We seek power, God seeks service. We seek infinity, God hides in finitude. We want the unexplainable, God draws near to speak His own truth. “Come now”, says the Almighty in Isaiah 1:18, “and let us reason together”. How do you reason with God, if not face to face with mouths and voices? 
 
And what does the almighty wish to discuss with His sinful creatures? Wrath? Judgement? Who is greatest among you? He continues in Isaiah, “though your sins be as scarlet, they shall be as white as snow; though they be red like crimson, they shall be as wool, thus saith the Lord”.
 
The Lord wants to speak of atonement and He wants your attention focused on the Atonement Himself: Jesus. In order to accomplish that, He has given you such a brain that you can imagine scenes in your head that you have never witnessed. Someone can tell you about an event you were never at, and you can see it in your head.
 
And seeing it in your head you can believe what is said to you, because you can relate to the witness. Jesus comes in the flesh, your own flesh that you recognize on Him: 2 eyes, ten fingers, eleven toes…
 
And seeing God in the flesh, then gives strength to your belief. That because He is man, he is trustworthy and believable. If He were a triangle, He’d be suspicious. If He had ten arms, He’d be feared, but not loved. If He was invisible, of what use He to the visible?
 
God gives your mind focus. When you hear of the Golden Calf, you scoff, because you know that a golden calf doesn’t look like Jesus.
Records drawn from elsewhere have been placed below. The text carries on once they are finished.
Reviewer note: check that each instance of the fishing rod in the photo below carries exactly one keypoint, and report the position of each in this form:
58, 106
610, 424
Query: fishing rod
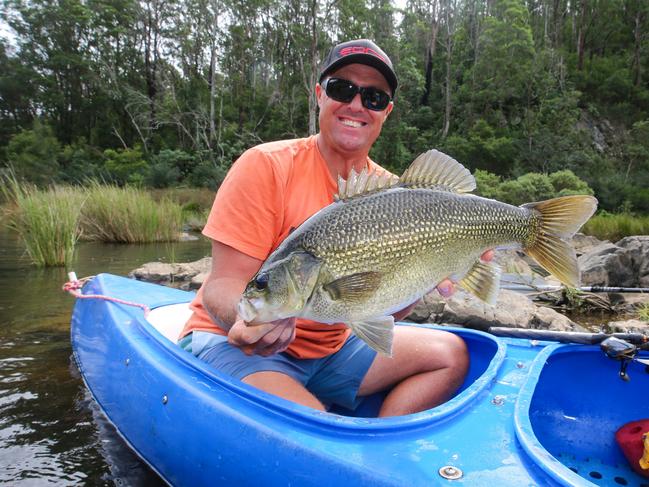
589, 289
623, 347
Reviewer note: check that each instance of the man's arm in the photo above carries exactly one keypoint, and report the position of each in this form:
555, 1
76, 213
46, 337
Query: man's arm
446, 288
231, 271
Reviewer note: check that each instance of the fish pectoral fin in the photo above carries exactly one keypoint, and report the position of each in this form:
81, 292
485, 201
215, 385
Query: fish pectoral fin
354, 287
436, 170
483, 281
376, 332
560, 219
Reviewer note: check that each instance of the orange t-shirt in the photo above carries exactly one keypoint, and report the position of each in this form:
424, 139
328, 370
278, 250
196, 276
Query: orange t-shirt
270, 190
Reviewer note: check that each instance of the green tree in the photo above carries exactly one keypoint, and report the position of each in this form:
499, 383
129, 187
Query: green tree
33, 154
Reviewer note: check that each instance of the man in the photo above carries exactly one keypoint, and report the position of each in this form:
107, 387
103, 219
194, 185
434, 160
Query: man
272, 189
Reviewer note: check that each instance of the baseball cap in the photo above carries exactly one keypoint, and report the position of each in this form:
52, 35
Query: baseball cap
361, 51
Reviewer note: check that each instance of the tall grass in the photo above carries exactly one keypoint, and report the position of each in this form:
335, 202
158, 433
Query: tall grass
46, 220
129, 215
614, 227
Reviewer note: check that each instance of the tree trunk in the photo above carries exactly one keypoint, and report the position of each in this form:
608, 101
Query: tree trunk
450, 4
313, 73
637, 47
430, 53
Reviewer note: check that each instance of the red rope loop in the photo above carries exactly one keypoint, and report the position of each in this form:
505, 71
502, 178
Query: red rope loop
74, 287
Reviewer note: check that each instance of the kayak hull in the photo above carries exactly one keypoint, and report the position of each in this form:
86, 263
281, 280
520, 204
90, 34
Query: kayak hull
195, 426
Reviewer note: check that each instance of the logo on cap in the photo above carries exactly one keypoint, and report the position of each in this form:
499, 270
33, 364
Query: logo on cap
345, 51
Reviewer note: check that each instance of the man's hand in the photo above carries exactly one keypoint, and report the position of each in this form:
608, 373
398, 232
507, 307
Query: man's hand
446, 288
265, 339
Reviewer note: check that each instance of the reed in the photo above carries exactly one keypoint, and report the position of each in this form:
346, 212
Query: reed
47, 221
129, 215
613, 227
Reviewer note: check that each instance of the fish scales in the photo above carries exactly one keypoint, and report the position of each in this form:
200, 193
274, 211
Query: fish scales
412, 237
384, 244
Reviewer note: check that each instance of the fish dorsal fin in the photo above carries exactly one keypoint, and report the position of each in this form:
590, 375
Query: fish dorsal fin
436, 170
357, 184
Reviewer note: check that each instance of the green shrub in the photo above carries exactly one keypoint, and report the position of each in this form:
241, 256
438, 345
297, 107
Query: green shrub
129, 215
47, 220
125, 166
614, 227
33, 155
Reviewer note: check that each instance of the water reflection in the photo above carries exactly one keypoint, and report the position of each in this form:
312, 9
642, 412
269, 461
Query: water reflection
50, 429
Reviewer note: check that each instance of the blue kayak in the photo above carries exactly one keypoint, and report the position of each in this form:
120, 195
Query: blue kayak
530, 413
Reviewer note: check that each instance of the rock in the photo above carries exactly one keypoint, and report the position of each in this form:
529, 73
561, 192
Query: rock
637, 251
629, 326
511, 310
188, 275
625, 263
584, 244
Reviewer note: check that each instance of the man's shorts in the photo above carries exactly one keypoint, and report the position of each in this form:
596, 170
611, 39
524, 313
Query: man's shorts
334, 379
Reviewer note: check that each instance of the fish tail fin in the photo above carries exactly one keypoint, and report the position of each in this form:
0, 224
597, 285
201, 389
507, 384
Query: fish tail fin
376, 332
560, 218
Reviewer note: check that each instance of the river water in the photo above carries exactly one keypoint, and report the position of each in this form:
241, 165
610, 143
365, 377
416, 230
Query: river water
51, 433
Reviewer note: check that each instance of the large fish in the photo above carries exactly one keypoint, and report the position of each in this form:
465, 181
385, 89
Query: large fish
387, 241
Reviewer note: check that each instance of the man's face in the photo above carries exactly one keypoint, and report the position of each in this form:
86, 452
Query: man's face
350, 127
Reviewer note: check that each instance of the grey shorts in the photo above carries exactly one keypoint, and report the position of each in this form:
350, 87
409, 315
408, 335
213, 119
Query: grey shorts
334, 379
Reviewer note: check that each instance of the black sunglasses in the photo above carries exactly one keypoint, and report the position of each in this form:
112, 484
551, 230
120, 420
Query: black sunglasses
344, 91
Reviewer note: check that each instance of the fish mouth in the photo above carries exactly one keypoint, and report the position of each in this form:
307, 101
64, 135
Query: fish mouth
247, 310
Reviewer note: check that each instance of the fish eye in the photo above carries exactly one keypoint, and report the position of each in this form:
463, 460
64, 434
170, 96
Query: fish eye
261, 281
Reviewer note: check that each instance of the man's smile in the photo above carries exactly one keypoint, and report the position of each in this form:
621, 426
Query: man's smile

When you hear of the “king of the jews”, you know Herod isn’t Jesus. When you come to Church and hear of light, scenes you’ve never seen, and a statue of the man Jesus, you know you don’t worship all this, but you also know that this is probably what it looks like right now.
 
Instead of having to fabricate a graven image for yourself, or pretend you don’t have any, God gives you His image and likeness. When you stare at a blank wall, or blank canvas, or blank cross your mind goes blank and tries to fill in the blank, all with disastrous, sinful results. 
 
God puts His Body in front of you so that there is no question Who we are seeking and Who we are worshipping. It is Jesus, the Crucified. Born of the Virgin, pierced by nail and spear, and buried only to rise again with those holy wounds intact. 
 
God describes Himself in such detail, that you can imagine Him, draw Him, and picture Him. God allows Himself to be investigated in such a way. He is not lessened because He is pictured, like Allah or Mohammed. Instead, He is glorified because of what He has done.
 
For our images of our Lord are not arbitrary. In fact, we would have no idea who it is that is front and center on our Altar were it not for His wounds. The image tells a heavenly story. We would not know the who or what of any other depiction we have in Church, were it not for the Word of God describing it in such detail that there is no doubt.
 
It is a sin to say that God is indescribable, if it means that Jesus must be thrown out. And if you are involved with people who are trying to get you to believe that that is God’s main feature, that is a false religion of the devil. “Who’s to say what god really says”, they teach, “he’s indescribable. Just believe me, bro.”
 
It is good, right, and true to seek the Crucified Who retained the description of His wounds even in His resurrection. His Body is proof and He puts it in front of you. And this is the Truth about God: that He can be found in His earthly Sacraments, just as He was found in earthly trappings by the Magi. 
 
They sought Him on earth and brought Him earthly gifts, and they were accepted by Jesus Himself! God made man. The Word Made Flesh. Discoverable, knowable, describable and able to be handled by His people through faith, by Grace, for Christ’s sake alone.